Imagine you work at a large org and you want to control all images used for CI/CD workers. Instead of scattering it across different Dockerfiles and scripts (Java, NodeJS, python, etc) you can just use a single tool. At least it was why I built it in the first place.

mrbluecoat 3 months ago

I'm similarly curious why not just use Alpine or Void rootfs if container size is important?

[-]

akrylov 3 months ago

For the same reason hyperscalers build and maintain their own distro’s and base images – to have complete control over supply chain.

mathfailure 3 months ago

If the idea was to merge different layers - why not do something like this instead?

FROM your_image as initial

FROM scratch

COPY --from=initial / /

[-]

gkfasdfasdf 3 months ago

I guess one advantage of the author's approach is that any apt-get's etc done in building the initial image can reuse the host package cache.

anotherhue 3 months ago

If tickles your fancy may I also suggest trying Nix to build docker images?

Personally I've soured on the Dockerfile approach as it feels like we're just shuffling bytes around rather than composing something.

https://nix.dev/tutorials/nixos/building-and-running-docker-...

[-]

numbsafari 3 months ago

I have completely soured on Dockerfiles. I view them as anathema.

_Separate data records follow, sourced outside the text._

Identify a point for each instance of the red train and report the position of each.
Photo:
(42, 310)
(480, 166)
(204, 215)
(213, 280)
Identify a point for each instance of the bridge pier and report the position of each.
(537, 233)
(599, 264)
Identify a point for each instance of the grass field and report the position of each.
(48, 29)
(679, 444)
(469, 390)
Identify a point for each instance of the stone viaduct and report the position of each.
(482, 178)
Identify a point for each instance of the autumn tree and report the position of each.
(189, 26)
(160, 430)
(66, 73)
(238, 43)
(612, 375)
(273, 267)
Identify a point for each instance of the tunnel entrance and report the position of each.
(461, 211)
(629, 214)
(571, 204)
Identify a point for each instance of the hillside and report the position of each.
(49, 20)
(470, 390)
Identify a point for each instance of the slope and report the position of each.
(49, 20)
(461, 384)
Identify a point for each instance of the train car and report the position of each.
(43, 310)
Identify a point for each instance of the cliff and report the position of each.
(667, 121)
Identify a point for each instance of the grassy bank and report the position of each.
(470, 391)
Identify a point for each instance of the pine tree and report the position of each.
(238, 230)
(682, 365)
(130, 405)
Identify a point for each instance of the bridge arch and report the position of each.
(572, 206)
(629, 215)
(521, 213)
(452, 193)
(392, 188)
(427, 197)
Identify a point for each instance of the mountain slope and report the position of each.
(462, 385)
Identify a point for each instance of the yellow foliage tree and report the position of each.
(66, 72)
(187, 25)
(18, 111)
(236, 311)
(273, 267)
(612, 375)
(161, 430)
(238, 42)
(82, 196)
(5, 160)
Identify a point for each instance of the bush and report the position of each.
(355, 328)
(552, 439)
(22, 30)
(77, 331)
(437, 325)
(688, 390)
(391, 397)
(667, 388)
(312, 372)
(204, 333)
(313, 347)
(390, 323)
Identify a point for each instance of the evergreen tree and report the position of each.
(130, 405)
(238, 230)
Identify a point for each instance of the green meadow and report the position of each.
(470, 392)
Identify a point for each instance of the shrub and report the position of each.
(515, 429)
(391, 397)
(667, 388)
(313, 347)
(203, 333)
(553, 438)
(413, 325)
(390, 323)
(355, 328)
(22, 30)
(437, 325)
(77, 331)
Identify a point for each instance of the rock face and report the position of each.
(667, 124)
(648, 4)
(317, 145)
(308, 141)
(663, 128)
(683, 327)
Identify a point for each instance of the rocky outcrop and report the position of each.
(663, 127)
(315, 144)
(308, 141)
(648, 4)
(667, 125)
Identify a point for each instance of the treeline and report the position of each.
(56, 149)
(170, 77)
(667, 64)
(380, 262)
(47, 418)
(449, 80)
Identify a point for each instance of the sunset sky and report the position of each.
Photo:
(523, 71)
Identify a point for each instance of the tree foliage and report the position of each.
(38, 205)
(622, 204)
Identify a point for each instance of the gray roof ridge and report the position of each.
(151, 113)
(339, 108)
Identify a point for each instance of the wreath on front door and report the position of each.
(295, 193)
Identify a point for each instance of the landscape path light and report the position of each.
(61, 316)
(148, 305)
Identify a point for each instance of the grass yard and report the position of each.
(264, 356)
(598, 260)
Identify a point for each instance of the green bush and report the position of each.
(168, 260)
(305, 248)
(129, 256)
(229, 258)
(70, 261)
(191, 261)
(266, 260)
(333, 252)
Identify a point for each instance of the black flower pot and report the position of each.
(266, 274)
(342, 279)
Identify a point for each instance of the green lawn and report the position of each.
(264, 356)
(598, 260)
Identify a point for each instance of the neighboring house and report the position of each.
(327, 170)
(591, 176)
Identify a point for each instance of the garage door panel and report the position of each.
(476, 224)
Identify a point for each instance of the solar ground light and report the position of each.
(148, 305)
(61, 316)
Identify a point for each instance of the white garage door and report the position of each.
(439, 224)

The supposed "caching" of layers really doesn't work in practice unless you add a bunch of other infrastructure and third-party tooling to your build process. Getting truly incremental and reproducible layers into your build process is non-trivial, and the Dockerfile approach fails to take advantage of that work once you've done it.

[-]

onedognight 3 months ago

You need to start with the right base. Here’s a container-first 100%-reproducible from-scratch base to build on.

[0] https://stagex.tools/

sepositus 3 months ago

A surprising downside to Nix containers is that a majority of packages are not optimized for containers. For example, trying adding a dependency to `git` and see how big the container grows. Granted, the good packages (like git) allow customization, but it requires really digging into the code. Some packages just straight up ship with a ton of bloat and the only thing you can do is basically fork and maintain it yourself.

[-]

max-privatevoid 3 months ago

It's a problem of nixpkgs. It would be cool to have an Alpine-like alternative package set focused on minimal package size.

[-]

pxc 3 months ago

There is, isn't there? That's what `pkgsStatic` in Nixpkgs is. Statically compiled packages with small closures built with musl, just like Alpine

Rucadi 3 months ago

you could try to statically link them if the package support it, it does so by using musl

nix build github:NixOS/nixpkgs#pkgsStatic.git

return the pacakge as:

ls -lah git

-r-xr-xr-x 1 rucadi rucadi 5.1M Jan 1 1970 git

ldd git

$ not a dynamic executable

So you don't really need to really grow the container

[-]

sepositus 3 months ago

Yeah, it's a problem on a package-per-package basis. My point isn't how to solve the git problem but that the experience can vary wildly depending on the package. It can be surprising and often comes at the expense of time trying to navigate the insanity that is nixpkgs :)

akrylov 3 months ago

Nix is cool, but with Nix one needs to know Nix. Personally, I prefer just using scripting languages. LLM's made code cheaper, but debugging become expensive.